Activewear start-ups continue to enter the market, with the segment showing no signs of fatigue. Combo Boxing looks to carve out a slice of the category, with a nod to the sport of boxing.
Its founders think they can make a good case that there’s room for their brand, particularly with the popularity of boxing boutiques and gym classes continuing to grow.
The just-launched company will start out direct-to-consumer in its first year but will eventually look into retail partners, in the vein of businesses such as a Bandier or Carbon38. Combo Boxing is also working out a deal with boxing studio Gloveworx that hasn’t yet been finalized, which could also mean distribution there. It would make sense with the brand’s core consumer in the gyms as Combo aims to position itself as the workout and daywear label of boxers who want something more fashionable than what’s already available.
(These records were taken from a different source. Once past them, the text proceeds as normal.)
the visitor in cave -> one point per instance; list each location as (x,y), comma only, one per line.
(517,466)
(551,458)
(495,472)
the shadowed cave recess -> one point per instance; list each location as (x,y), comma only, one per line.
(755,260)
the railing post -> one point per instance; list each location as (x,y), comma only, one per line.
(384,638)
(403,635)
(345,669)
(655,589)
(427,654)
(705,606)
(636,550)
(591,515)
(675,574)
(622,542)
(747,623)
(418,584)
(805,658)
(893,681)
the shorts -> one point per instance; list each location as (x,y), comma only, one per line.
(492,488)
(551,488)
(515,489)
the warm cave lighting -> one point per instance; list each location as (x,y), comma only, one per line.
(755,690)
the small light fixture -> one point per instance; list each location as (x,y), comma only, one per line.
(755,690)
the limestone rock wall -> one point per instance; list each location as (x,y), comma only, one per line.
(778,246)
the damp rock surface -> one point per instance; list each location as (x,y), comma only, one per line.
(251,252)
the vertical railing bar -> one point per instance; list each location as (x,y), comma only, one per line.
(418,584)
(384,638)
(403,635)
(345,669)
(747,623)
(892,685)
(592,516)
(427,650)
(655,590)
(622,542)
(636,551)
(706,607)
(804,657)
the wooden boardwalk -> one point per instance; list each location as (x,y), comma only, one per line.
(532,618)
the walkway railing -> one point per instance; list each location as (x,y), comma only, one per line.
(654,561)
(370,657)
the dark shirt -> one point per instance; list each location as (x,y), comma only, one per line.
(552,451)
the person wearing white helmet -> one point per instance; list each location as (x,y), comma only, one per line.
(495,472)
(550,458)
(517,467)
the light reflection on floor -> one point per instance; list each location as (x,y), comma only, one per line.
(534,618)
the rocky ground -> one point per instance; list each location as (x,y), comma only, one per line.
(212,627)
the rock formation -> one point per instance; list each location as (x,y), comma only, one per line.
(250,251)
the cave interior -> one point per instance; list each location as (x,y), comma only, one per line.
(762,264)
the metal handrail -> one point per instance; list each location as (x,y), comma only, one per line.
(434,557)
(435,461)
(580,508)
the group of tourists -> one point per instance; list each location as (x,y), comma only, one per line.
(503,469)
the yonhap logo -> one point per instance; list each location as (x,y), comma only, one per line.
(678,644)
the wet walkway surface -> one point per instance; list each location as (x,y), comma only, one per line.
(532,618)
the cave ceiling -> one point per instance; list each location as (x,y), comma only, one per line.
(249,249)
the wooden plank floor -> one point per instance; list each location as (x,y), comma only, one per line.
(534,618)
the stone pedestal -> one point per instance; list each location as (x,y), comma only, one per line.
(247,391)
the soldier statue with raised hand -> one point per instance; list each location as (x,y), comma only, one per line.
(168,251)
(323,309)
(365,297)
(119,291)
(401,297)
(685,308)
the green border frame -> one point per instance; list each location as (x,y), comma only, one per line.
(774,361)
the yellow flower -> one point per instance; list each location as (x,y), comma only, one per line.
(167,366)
The company plans to drop new items four times annually and then gauge market reaction. Combo tapped Alex Dimitrijevic to be creative director. Dimitrijevic comes to Combo after having served as head designer at Equipment, in addition to prior stints as designer at AG and design director for Assembled Brands.
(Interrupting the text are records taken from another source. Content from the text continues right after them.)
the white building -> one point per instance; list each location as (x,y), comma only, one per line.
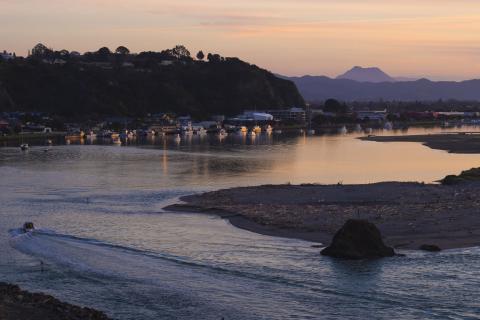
(292,114)
(373,115)
(257,116)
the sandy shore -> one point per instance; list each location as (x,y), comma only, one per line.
(452,142)
(408,214)
(16,304)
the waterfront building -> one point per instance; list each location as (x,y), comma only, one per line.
(292,114)
(372,115)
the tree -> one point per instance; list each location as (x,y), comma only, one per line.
(180,52)
(214,57)
(200,55)
(104,51)
(40,50)
(332,105)
(122,50)
(103,54)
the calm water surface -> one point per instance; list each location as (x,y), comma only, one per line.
(107,243)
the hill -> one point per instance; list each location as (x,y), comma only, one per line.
(105,83)
(320,88)
(366,75)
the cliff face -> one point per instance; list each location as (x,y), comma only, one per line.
(196,88)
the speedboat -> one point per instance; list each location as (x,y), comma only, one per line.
(222,133)
(178,138)
(342,130)
(28,226)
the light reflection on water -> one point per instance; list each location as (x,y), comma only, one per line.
(135,261)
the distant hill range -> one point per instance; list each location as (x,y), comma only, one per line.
(372,84)
(372,74)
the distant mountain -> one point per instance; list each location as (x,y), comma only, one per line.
(320,88)
(372,74)
(399,79)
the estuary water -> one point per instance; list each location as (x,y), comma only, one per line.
(104,241)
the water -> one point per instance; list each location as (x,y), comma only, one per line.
(106,242)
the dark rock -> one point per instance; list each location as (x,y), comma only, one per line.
(430,247)
(358,239)
(18,304)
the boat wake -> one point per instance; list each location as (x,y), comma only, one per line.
(163,274)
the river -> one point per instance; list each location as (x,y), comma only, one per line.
(104,241)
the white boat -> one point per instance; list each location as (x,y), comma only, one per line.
(28,226)
(201,131)
(91,135)
(242,130)
(222,133)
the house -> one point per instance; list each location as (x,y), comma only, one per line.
(3,124)
(292,114)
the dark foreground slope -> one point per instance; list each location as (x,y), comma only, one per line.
(322,88)
(197,88)
(16,304)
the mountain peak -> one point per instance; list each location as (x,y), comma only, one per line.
(371,74)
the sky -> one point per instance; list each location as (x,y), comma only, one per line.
(438,39)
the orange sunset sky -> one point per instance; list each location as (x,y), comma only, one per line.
(439,39)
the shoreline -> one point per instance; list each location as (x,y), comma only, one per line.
(16,303)
(408,214)
(460,142)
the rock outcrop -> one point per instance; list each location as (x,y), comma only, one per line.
(19,304)
(430,247)
(358,239)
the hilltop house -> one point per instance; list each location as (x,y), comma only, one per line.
(6,55)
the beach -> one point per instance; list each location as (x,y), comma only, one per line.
(408,214)
(19,304)
(452,142)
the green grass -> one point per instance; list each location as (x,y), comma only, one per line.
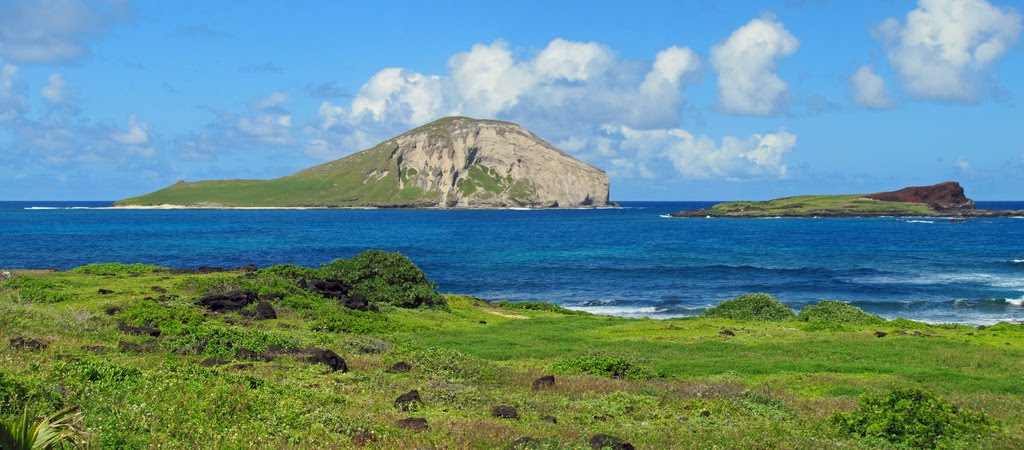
(811,205)
(656,383)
“There wasn’t anything to represent women and this fitness fanatic,” said Louis Steyn, founder of Combo’s owner Steyn Capital. “There are legacy brands that have really spoken to the traditional ways of doing boxing, but nothing to bring about a forward-thinking, attitude-based brand.”
Steyn and his brother, TJ, are serial entrepreneurs having founded Steyn Entertainment (which runs the Rocking the Daisies music festival in South Africa) and venture capital firm Tune House, which is also an investor in Combo; Gloveworx; organic baby product line Wellements, and compostable products company Repurpose Inc.
Part of what the team is banking on is Dimitrijevic’s fashion expertise, with fabrications the designer said will help the brand stand out.
“There are fabrics that we utilized that are going to be a point of reference or a nod to some of the heritage brands that have been in the space before,” he said.
There are of course the expected tights and sports bras (starting at $58) with the latter boasting some interesting twists: a center circle ring detail or a high-neck style with front cutout. There are a few more fashionable elements — as fashionable as one can get with an activewear line — with heavyweight cropped T-shirts and crewnecks in vintage washes. The entire line is made in Los Angeles-based factories and wash houses.
The company is counting on a mostly female demographic, reflective of what’s typically seen in boutique boxing classes, but Dimitrijevic said the brand is waiting to see the market response. Combo Boxing has pieces for men and women.
Collaborating with athletes will also be a key part of the strategy in the future, which will help the company remain relevant to the core.
“I think it’s really important to the brand’s identity that we stay true to the sport of boxing,” Dimitrijevic said.